Tangible Futures exploit value chain analysis to ensure a clear view of the strategy will influence the stakeholder community and the strategy will add value to the organisation and to its customers.
The Tangible Future sets the level of ambition and rate of change the organisation wishes to achieve. It also identifies items for the external perspective.

They include an external perspective. This has two parts:

Measures and targets have a context. This context is vital to ensure that the measures and targets stay relevant as the environment changes. It also makes it much easier to compare departments, regions or countries that have the same measures but are in different situations.
They use External Predicting Indicators. These External Predicting Indicators (EPIs) are used to monitor the external environment for indications that the assumptions behind the strategy has changed or that the environment has altered substantially. These are derived from the Tangible Future and Strategy map. The EPIs ensure that managers are plugged into the environment in which their strategy is being executed so that when they are reviewing the strategy with their strategy map, they are also conscious of the potential of their environment to change.

Incorporate social impact and environmental impact.

We incorporate social and environmental impact without destroying the cause and effect model across the original balanced scorecards perspectives. We recognise that these are a consequence of the organisation's activities and behaviour.
Environmental impact, is added as an external perspective alongside the financial perspective. Social impact can be added above the customer perspective. This represents the wider impact on society or the community than is represented by the customer perspective.
We retain the environmental and social impact question that the other balanced scorecards perspectives ask. What is the financial impact on the company? What do our customers want? What do we have to do well to achieve this? What do we have to learn and grow as an organisation to do this well? How do Social impact and environmental thinking affect our organisational values. These questions embed corporate social responsibility into the strategy and the social and environmental perspectives capture the consequences.

A clear simple public sector and third sector model for strategy maps using existing balanced scorecard perspectives.

Many seem confused about how to use strategy maps in the public sector.
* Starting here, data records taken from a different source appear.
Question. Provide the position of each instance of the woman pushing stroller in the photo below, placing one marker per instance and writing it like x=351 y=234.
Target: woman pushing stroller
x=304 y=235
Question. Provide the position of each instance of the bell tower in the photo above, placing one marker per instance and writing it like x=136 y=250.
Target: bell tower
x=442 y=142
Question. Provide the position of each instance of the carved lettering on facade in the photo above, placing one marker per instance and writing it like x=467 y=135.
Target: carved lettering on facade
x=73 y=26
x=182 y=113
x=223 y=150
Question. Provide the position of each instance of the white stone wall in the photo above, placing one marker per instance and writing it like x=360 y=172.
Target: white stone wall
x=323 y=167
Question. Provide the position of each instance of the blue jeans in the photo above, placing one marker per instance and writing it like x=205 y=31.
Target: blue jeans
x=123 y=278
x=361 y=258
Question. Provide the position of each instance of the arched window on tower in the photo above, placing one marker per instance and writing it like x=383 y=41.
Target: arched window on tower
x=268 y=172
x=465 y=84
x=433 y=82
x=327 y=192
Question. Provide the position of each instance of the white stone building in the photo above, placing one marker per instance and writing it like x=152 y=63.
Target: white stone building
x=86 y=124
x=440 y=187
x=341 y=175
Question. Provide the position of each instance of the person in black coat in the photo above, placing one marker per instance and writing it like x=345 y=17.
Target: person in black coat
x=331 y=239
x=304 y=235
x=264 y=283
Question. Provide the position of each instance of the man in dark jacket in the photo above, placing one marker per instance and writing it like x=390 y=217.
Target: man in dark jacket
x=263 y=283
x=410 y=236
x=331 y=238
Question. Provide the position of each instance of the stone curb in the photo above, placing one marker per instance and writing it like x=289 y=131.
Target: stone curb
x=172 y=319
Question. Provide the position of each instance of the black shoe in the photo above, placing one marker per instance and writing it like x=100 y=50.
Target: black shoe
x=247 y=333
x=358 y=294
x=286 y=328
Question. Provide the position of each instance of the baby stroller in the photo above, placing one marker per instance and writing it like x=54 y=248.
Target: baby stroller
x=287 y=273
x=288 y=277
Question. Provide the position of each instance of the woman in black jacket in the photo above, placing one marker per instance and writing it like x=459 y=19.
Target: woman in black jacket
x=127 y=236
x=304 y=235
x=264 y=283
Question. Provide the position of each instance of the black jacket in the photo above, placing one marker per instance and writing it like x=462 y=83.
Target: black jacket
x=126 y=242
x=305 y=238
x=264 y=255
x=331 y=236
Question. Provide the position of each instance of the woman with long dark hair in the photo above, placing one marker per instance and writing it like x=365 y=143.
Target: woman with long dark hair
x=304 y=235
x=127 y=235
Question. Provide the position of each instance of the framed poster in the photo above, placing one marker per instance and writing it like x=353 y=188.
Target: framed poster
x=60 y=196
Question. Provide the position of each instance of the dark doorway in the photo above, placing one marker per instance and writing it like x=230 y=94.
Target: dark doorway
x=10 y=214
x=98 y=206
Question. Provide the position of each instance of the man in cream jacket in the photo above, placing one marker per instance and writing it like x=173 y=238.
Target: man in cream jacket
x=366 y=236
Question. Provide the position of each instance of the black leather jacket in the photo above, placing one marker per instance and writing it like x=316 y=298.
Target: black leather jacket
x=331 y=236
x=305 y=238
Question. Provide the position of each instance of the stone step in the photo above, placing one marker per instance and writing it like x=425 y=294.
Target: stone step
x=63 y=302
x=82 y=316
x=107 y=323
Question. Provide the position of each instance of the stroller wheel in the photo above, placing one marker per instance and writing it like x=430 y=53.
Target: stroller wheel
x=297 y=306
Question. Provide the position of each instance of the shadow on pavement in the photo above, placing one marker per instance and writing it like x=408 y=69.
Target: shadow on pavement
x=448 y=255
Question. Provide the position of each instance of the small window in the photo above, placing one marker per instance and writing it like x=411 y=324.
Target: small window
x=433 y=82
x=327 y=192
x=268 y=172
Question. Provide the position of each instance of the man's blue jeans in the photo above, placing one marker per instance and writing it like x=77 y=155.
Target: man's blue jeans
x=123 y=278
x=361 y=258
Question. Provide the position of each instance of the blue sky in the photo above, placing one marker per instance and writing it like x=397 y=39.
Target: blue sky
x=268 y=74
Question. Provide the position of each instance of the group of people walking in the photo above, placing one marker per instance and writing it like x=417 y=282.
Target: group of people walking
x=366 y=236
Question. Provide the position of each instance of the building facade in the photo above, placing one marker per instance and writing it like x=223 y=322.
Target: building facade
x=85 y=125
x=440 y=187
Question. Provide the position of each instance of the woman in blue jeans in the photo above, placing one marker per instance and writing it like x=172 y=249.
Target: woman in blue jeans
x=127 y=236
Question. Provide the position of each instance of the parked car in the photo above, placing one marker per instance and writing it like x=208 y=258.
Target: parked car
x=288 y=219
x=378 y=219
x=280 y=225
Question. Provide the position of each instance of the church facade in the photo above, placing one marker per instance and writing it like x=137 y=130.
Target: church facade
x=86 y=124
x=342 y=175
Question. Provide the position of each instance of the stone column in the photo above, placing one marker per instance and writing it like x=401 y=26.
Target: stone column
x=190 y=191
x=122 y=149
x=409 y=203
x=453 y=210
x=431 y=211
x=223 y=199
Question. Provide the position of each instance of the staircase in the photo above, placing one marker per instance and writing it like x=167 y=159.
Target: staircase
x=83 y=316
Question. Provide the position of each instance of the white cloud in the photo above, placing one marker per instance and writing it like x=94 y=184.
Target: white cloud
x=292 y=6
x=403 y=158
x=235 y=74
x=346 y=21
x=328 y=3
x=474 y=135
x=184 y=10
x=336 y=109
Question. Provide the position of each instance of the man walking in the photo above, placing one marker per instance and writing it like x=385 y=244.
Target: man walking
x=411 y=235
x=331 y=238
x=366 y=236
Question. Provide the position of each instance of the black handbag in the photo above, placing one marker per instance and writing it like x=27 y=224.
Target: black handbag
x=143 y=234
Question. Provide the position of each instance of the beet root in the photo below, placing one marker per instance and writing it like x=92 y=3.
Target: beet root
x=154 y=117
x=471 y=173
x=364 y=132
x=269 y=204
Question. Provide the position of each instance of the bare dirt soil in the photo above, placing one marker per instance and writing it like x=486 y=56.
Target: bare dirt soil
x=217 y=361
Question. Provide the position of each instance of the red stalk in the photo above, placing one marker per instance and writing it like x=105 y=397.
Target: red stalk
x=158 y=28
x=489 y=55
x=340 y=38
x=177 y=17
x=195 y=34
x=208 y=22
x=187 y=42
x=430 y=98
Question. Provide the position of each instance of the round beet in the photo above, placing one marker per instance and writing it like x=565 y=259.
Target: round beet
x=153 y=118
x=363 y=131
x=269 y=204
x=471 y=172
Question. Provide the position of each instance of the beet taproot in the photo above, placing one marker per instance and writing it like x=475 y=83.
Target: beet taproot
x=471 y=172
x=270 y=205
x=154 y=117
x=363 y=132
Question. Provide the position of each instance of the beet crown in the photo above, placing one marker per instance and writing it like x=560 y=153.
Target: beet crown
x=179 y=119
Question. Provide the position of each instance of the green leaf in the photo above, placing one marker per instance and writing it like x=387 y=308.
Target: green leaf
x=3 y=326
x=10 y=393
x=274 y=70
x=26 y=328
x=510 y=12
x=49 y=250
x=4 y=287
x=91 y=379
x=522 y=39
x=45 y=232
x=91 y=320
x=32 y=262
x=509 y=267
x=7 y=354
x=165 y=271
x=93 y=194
We don't understand why they are confused as it is very simple as our approach explains. We call our approach “The three ball juggle”.  The public sector strategy map model understands the tensions and need to juggle the three balls of:
  1. Serving the public, community or partners,
  2. Managing the finances, delivering services economically, and
  3. Satisfying the demands of regulators, politicians, governance and fund holders.
Many public sector and third sector strategy maps lose the underlying cause and effect model. Ours does not lose this important component. We have a clear simple and logical model that preserves the cause and effect model, so you can describe strategy and show what drives performance. It works for any public sector or third sector organisation. We call it the three ball juggle. You will find it in the various public sector balanced scorecard case studies and examples.

Well developed techniques

These techniques are well developed. We have been using some since 1998 whilst others are more recent. Every client we work with will fit on this ladder somewhere.  Most of our clients use our fourth generation balanced scorecard with some aspects of fourth generation (though occasionally they need help getting past generations one and two first).  If they can only reach some aspects of fourth generation at the moment, we leave them legacy, and aspiration, to reach the other aspects when they are ready.